Sur le site officiel de la ville de Huesca, l’historien Carlos Garcés Manau mentionne également, entre 1096 et 1097, l’exode de nombreux musulmans vers des terres plus propices à accueillir leur foi et il fait encore état d’une obligation faite alors aux juifs et musulmans désireux de demeurer sur place, de se tenir hors les murs de la cité. Son article mériterait sans doute d’être étayé par quelques références bibliographiques plus précises, mais il donne une idée du climat de cette Huesca reconquise (3). Il est important de comprendre que, durant des siècles, la cité s’était convertie en fleuron d’Al Andalous. Pour la Reconquista en Aragon, c’est donc tout sauf une prise anodine.

En 1106, au moment du baptême de Pierre Alphonse, 10 ans à peine se sont écoulés depuis cette re-christianisation « éclair ». Dans un tel contexte, il est permis de se demander à quel point cette conversion d’un notable juif savant, reconnu localement, exerçant peut être la profession de médecin et officiant comme rabbin, a pu avoir valeur d’enjeu politique dans cette partie de l’Aragon fraîchement christianisée. C’est une question que je n’ai pas vu aborder chez ses biographes mais qu’on peut se poser d’autant qu’à ce moment là de l’Histoire, Saragosse est encore dans l’escarcelle d’Al Andalous. Il faudra, en effet, attendre plus de 10 ans et l’année 1118 pour la voir retomber aux mains chrétiennes des souverains d’Aragon.


Remous dans la communauté & « dialogus »

Illustration du dialogue médiéval de Pierre Alphonse le converti contre Moïse, son moi passé : liber adversus Judeos (Ms. Grootseminarie 026/091).

La cérémonie baptismale consommée, on parle de remous dans la communauté juive locale, à la découverte de sa conversion. Qu’on s’en soit ému n’a rien d’étonnant, d’autant plus si l’on suppose que notre Moïse, nouvellement devenu Pierre, avait peut-être occupé d’importantes charges religieuses à Huesca.
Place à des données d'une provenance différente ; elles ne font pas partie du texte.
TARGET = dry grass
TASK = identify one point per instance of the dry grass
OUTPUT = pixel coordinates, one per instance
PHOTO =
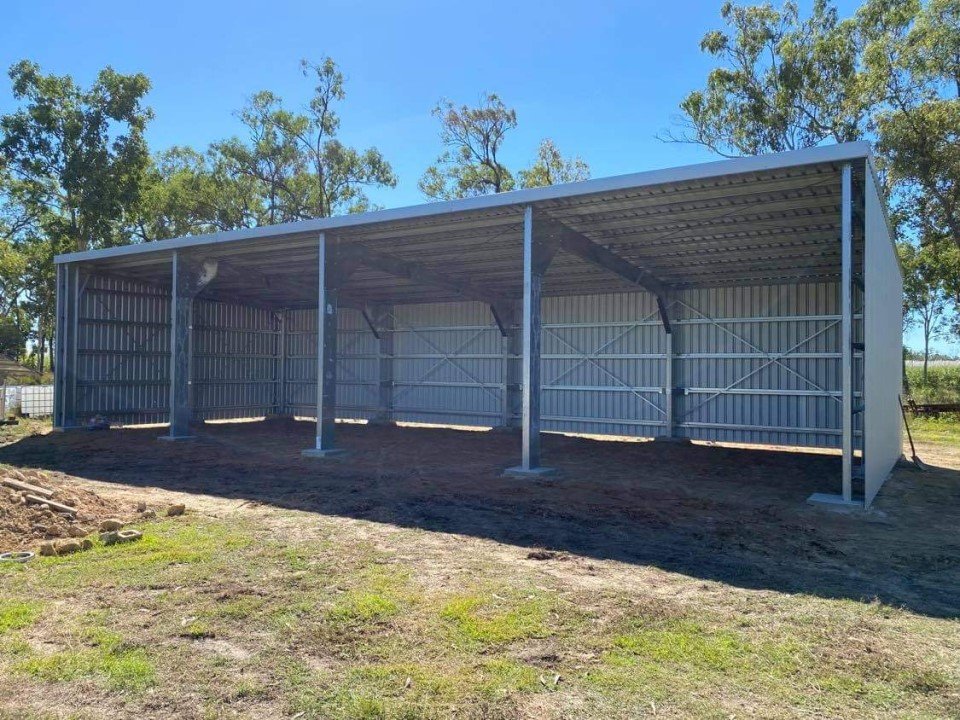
(250, 610)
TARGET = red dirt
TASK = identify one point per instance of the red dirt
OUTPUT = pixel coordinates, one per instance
(23, 526)
(733, 514)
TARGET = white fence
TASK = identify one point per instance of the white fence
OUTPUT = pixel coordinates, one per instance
(33, 400)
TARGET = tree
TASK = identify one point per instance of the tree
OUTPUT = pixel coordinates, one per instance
(72, 161)
(783, 83)
(925, 299)
(551, 168)
(911, 57)
(298, 166)
(473, 137)
(470, 165)
(79, 155)
(890, 73)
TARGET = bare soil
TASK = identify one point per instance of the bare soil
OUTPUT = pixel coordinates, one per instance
(730, 514)
(24, 525)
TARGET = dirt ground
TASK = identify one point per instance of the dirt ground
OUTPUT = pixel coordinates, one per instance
(411, 580)
(733, 515)
(23, 526)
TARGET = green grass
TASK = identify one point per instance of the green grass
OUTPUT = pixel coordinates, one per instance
(352, 620)
(941, 386)
(491, 620)
(16, 614)
(105, 656)
(944, 430)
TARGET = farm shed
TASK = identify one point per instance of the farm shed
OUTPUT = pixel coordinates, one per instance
(754, 300)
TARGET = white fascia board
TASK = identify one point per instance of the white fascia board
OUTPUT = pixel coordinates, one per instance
(701, 171)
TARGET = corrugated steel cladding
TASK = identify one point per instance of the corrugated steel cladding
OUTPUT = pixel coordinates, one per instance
(760, 364)
(749, 248)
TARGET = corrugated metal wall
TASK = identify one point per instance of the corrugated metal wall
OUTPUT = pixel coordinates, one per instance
(884, 346)
(756, 364)
(123, 355)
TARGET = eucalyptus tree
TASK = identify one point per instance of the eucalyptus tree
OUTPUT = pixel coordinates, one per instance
(471, 163)
(73, 159)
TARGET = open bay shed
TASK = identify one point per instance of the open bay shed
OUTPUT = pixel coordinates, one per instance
(754, 300)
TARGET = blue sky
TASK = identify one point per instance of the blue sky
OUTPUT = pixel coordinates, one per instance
(601, 78)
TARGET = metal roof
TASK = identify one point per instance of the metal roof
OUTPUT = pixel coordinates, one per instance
(758, 220)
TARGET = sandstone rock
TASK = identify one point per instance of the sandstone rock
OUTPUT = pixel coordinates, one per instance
(128, 535)
(65, 547)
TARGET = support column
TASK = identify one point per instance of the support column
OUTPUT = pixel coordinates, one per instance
(326, 355)
(181, 331)
(536, 259)
(188, 278)
(845, 499)
(383, 317)
(668, 400)
(280, 401)
(846, 309)
(64, 396)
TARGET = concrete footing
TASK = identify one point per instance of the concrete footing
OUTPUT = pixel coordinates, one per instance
(829, 501)
(322, 454)
(523, 472)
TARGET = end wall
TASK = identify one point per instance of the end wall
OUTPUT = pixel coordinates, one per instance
(883, 337)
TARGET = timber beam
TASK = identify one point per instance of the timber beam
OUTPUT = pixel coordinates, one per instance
(581, 246)
(416, 273)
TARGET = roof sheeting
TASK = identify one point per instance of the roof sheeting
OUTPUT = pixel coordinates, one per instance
(758, 220)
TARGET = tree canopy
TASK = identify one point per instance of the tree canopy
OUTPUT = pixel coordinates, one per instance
(471, 162)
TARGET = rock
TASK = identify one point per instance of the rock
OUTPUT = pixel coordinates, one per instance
(128, 535)
(65, 547)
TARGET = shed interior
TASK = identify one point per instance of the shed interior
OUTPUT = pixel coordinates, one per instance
(701, 303)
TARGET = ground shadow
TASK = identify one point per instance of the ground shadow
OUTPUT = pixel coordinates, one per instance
(728, 514)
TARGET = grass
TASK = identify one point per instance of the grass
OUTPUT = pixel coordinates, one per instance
(105, 657)
(944, 430)
(942, 384)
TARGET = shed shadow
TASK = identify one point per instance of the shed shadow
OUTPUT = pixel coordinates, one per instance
(732, 515)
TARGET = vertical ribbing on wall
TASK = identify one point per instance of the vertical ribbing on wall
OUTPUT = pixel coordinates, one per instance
(846, 310)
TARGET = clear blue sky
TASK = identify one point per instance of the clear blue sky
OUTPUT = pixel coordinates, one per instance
(601, 78)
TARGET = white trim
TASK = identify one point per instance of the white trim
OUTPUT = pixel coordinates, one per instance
(519, 198)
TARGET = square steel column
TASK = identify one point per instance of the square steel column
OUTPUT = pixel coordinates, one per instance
(181, 330)
(66, 338)
(534, 267)
(668, 399)
(326, 355)
(385, 322)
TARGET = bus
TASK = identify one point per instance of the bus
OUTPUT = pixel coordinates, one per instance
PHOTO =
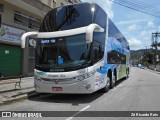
(78, 51)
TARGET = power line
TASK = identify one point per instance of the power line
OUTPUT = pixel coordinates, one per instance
(139, 10)
(141, 5)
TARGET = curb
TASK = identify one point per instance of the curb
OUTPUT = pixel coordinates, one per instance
(19, 97)
(152, 71)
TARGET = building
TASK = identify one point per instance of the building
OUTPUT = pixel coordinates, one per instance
(18, 17)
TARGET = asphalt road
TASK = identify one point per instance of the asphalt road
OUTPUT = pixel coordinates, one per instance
(140, 92)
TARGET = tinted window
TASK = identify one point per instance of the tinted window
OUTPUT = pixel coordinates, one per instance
(115, 57)
(67, 17)
(98, 51)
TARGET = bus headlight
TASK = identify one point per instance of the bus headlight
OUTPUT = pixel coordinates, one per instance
(84, 76)
(36, 77)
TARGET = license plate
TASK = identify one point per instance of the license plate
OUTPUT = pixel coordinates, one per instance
(57, 89)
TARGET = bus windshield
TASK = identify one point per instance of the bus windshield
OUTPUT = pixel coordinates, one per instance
(63, 52)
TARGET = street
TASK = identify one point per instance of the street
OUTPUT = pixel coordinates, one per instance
(140, 92)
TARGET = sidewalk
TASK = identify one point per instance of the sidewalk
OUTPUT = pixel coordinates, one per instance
(152, 70)
(8, 94)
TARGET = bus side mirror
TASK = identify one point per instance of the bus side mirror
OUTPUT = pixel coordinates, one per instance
(89, 32)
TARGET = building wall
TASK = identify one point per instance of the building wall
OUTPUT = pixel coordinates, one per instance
(11, 50)
(28, 10)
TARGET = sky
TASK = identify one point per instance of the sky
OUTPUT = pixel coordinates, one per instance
(137, 27)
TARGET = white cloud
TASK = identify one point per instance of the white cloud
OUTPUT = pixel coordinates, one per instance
(150, 24)
(131, 21)
(133, 27)
(105, 4)
(134, 43)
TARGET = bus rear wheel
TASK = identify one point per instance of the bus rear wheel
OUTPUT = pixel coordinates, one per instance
(106, 88)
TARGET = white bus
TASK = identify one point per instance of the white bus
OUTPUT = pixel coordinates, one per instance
(78, 51)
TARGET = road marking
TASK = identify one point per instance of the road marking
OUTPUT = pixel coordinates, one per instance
(70, 118)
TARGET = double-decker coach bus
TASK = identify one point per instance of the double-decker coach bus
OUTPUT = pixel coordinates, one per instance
(78, 50)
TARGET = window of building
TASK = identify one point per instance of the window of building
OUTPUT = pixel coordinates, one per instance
(54, 1)
(25, 20)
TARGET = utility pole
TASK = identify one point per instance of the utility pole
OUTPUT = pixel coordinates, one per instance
(155, 45)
Dès lors, le sentiment d’avoir été floué ou trahi n’a dû en être que plus grand du côté de ceux qui avaient été longtemps ses paires.

Comme souvent alors, on a, entre autres raisons, chercher à condamner cette conversion par des arguments religieux (mépris ou incompréhension de la loi divine, etc…) mais aussi en pointant du doigt la nature intéressée de notre homme : il aurait visé quelques avantages économiques ou politiques, un regain de notoriété locale, voire de nouvelles entrées auprès des cours occidentales chrétiennes ? On pourrait y opposer qu’à 44 ans, Moïse n’avait plus grand chose à prouver et que son niveau de reconnaissance semblait déjà important. En tout état de cause, ce ne sont là que des spéculations. On sait seulement qu’au Moyen Âge (comme certainement de tout temps d’ailleurs), la situation d’un nouveau converti reste toujours délicate (quelles que soient les nouvelles croyances qu’il embrasse) ; elle demeure aussi, bien souvent, un véritable acte de déchirement pour soi, comme au regard des siens (4).
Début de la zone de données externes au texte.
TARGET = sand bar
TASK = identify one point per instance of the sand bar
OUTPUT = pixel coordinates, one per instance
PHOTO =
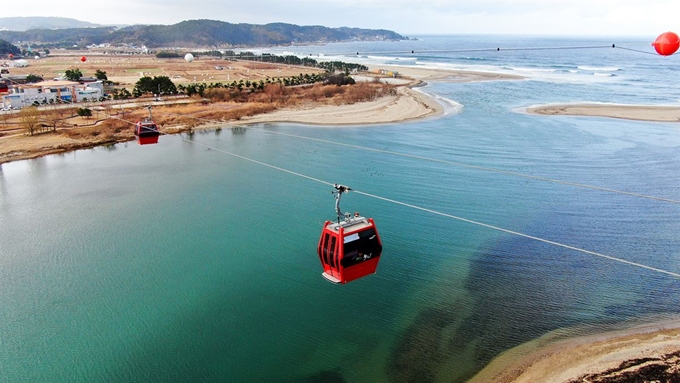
(592, 358)
(629, 112)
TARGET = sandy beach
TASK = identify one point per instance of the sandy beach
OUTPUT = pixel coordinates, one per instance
(626, 355)
(628, 112)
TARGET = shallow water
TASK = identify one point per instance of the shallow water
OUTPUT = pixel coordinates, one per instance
(175, 262)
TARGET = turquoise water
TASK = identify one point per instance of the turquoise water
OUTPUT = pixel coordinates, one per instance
(175, 262)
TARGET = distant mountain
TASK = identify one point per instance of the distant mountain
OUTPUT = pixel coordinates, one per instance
(198, 33)
(7, 48)
(26, 23)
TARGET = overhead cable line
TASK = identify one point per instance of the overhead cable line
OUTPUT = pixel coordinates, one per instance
(460, 164)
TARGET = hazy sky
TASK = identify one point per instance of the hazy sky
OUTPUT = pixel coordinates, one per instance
(409, 17)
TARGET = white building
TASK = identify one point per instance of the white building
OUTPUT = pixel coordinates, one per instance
(51, 92)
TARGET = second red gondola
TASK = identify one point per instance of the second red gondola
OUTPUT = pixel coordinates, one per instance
(146, 132)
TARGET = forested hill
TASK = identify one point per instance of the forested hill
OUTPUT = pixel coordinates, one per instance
(7, 48)
(198, 33)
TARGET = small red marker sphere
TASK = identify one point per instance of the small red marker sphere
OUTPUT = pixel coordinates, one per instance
(667, 43)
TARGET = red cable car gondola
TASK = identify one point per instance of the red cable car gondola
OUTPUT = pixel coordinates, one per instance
(350, 248)
(146, 132)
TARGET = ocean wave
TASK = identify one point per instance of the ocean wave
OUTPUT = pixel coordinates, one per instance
(530, 70)
(598, 68)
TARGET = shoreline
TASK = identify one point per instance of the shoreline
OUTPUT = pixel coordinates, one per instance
(651, 113)
(407, 105)
(607, 356)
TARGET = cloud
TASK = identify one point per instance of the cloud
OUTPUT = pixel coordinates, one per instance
(575, 17)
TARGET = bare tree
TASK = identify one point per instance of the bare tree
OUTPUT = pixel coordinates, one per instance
(30, 119)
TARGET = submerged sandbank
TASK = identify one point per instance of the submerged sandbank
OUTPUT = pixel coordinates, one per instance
(601, 357)
(628, 112)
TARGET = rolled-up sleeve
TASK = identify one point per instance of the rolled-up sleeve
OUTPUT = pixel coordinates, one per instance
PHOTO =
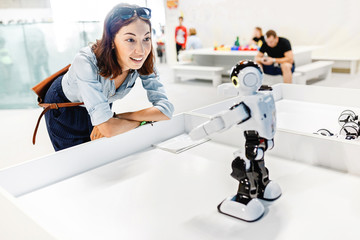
(85, 74)
(156, 94)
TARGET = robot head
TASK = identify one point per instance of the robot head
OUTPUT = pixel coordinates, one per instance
(247, 76)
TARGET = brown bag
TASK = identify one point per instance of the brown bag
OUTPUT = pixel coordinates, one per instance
(41, 89)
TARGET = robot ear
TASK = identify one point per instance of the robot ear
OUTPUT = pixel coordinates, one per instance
(251, 77)
(235, 81)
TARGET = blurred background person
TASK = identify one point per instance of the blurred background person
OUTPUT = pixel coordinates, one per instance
(276, 56)
(258, 37)
(193, 41)
(180, 37)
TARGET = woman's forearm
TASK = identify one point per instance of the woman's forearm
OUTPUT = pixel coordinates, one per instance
(147, 114)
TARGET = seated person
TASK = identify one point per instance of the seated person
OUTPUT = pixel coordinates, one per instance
(279, 59)
(193, 41)
(258, 38)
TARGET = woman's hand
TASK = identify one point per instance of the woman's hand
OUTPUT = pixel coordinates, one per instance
(96, 134)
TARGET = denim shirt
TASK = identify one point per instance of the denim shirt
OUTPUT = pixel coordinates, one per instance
(82, 83)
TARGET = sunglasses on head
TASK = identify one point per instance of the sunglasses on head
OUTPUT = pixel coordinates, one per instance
(128, 12)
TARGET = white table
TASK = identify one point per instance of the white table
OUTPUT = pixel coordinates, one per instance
(226, 59)
(159, 195)
(121, 188)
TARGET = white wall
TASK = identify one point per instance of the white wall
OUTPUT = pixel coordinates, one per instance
(333, 23)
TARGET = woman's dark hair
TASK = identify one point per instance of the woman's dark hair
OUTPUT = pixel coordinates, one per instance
(103, 48)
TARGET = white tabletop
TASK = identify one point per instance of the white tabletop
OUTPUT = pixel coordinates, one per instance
(211, 51)
(159, 195)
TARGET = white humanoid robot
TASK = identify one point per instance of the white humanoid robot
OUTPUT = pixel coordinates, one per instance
(255, 115)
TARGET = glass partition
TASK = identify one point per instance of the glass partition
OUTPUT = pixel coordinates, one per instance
(31, 52)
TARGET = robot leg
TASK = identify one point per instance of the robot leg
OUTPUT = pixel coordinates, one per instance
(244, 205)
(267, 189)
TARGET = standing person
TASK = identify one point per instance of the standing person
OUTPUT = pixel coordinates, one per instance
(103, 73)
(180, 37)
(193, 41)
(279, 59)
(258, 37)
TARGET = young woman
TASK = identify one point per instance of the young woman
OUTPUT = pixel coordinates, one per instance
(103, 73)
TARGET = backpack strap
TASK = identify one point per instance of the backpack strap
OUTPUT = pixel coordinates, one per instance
(47, 107)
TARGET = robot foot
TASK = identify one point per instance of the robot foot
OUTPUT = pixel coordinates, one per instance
(272, 191)
(249, 212)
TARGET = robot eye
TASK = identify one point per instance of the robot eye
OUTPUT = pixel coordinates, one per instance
(235, 81)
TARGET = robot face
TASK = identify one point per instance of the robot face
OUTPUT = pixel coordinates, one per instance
(247, 76)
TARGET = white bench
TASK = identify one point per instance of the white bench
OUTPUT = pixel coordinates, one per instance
(274, 79)
(319, 69)
(198, 72)
(342, 62)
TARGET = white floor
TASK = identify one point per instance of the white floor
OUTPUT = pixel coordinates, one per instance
(18, 125)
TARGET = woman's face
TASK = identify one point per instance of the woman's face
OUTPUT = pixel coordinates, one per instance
(133, 45)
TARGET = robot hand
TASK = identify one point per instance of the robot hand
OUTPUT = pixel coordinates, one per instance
(235, 115)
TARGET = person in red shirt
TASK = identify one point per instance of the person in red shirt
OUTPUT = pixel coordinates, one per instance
(180, 36)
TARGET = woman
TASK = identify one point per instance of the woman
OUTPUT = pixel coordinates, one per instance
(103, 73)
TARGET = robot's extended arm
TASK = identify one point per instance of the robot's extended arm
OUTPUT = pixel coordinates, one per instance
(237, 114)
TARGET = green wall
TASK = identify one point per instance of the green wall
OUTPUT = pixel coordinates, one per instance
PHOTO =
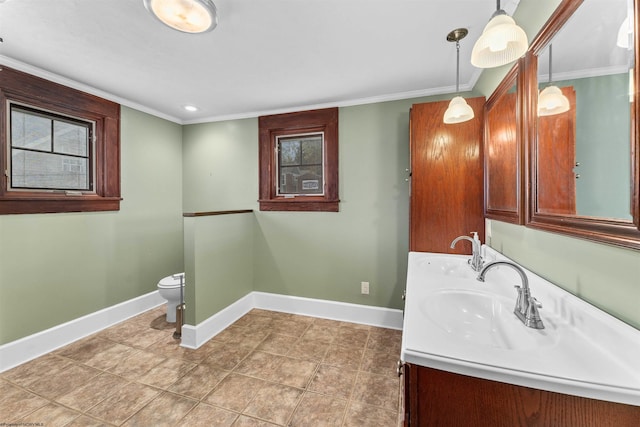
(315, 254)
(57, 267)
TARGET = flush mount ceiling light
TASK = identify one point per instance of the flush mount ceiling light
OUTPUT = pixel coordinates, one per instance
(459, 111)
(501, 42)
(188, 16)
(551, 99)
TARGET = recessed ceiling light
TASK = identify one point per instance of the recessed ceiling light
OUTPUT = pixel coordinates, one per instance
(188, 16)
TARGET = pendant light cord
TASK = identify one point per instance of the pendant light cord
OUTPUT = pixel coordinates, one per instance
(550, 79)
(457, 66)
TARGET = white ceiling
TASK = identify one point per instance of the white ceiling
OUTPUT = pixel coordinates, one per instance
(265, 56)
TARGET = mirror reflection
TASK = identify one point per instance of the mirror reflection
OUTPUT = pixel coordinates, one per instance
(502, 150)
(584, 136)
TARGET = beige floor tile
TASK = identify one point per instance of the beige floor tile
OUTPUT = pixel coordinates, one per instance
(51, 414)
(309, 349)
(93, 392)
(16, 403)
(320, 333)
(31, 372)
(260, 365)
(86, 421)
(244, 421)
(348, 336)
(166, 373)
(294, 372)
(165, 410)
(226, 356)
(60, 383)
(274, 403)
(385, 340)
(85, 349)
(319, 411)
(277, 344)
(383, 363)
(198, 382)
(137, 365)
(334, 381)
(205, 415)
(123, 403)
(377, 390)
(234, 392)
(110, 357)
(361, 415)
(345, 357)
Quoiqu’il en soit, trois ans plus tard, en 1109, pour répondre à ses détracteurs, l’auteur médiéval écrira, en latin, un « Dialogue » connu sous divers noms : Liber adversus Judeos, Dialogus contra iudaeos ou encore Dialogus Petri et Moyzi judei, … En français, on le retrouve souvent sous le nom de Dialogue contre les juifs. L’écrivain y opposera Pierre (le nouvellement baptisé) à Moïse (l’homme qu’il avait été) dans un dialogue cherchant à établir les motifs de sa conversion au christianisme, d’un point de vue plus scientifique et rationnel, que purement mystique ou théologique. Pierre Alphonse y déroulera des arguments expliquant son renoncement à la religion juive, son hésitation à se convertir à la religion musulmane, et finalement son choix d’opter pour la religion chrétienne.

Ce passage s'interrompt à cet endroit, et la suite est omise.